Pencacahan batang dimaksudkan untuk mempercepat proses dekomposisi. Pantauan di lapangan, peremajaan kelapa sawit mengabaikan Permentan. Dalam peremajaan sawit tidak dilakukan chipping, kemudian benih sawit yang ditanam usianya 6-8 bulan atau belum layak tanam.

Kemudian pemindahan uang dari rekening masing-masing anggota petani ke rekening kelompok tani, tanpa ada pernyataan tertulis dari petani.
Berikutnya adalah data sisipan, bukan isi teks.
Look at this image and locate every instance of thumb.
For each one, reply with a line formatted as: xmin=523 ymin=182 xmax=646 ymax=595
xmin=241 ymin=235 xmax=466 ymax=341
Beberapa anggota petani yang ditemui popularitas.com, mengaku tidak mengetahui terkait dana dan pengelolaan peremajaan sawit itu. Kebanyakan petani hanya mengetahui pengutipan uang pendaftaran, persyaratan seperti sertifikat tanah dan pembukaan buku rekening baru.

“Kami selaku petani tidak tahu apa-apa. Yang kami tahu daftarnya dipungut biaya, kemudian disuruh buat rekening pribadi. Uang masuk ke rekening kami dan dipindahkan ke rekening kelompok sampai pengelolaannya pun kami tidak tahu,” ungkap salah seorang petani yang enggan menyebut namanya, Kmais, 14 November 2019.

Kepala Bidang Perkebunan pada Dinas Perkebunan, Peternakan dan Kesehatan Hewan (Disbunnak Keswan) Aceh Utara, Lilis Indriani mengatakan, ada tujuh kelompok tani di kabupaten Aceh Utara yang menerima dana replanting sawit dari BPDPKS sebesar 25 juta per hectare.

Totalnya seluas seluas 1.146,5 hektare yang tersebar di tujuh lokasi di daerah ini, dan dikelola oleh tujuh kelompok tani dan koperasi. Yaitu di Gampong Seureuke Kecamatan Langkahan seluas 624,2 hektare dikelola oleh Koperasi Sejahtera Mandiri, di Gampong Buket Hagu Kecamatan Lhoksukon 93,8 hektare oleh Kelompok Tani Aman Jaya, Gampong Lhok Asan Kecamatan Geureudong Pase 58,1 hektare oleh Kelompok Tani Bunga Tani.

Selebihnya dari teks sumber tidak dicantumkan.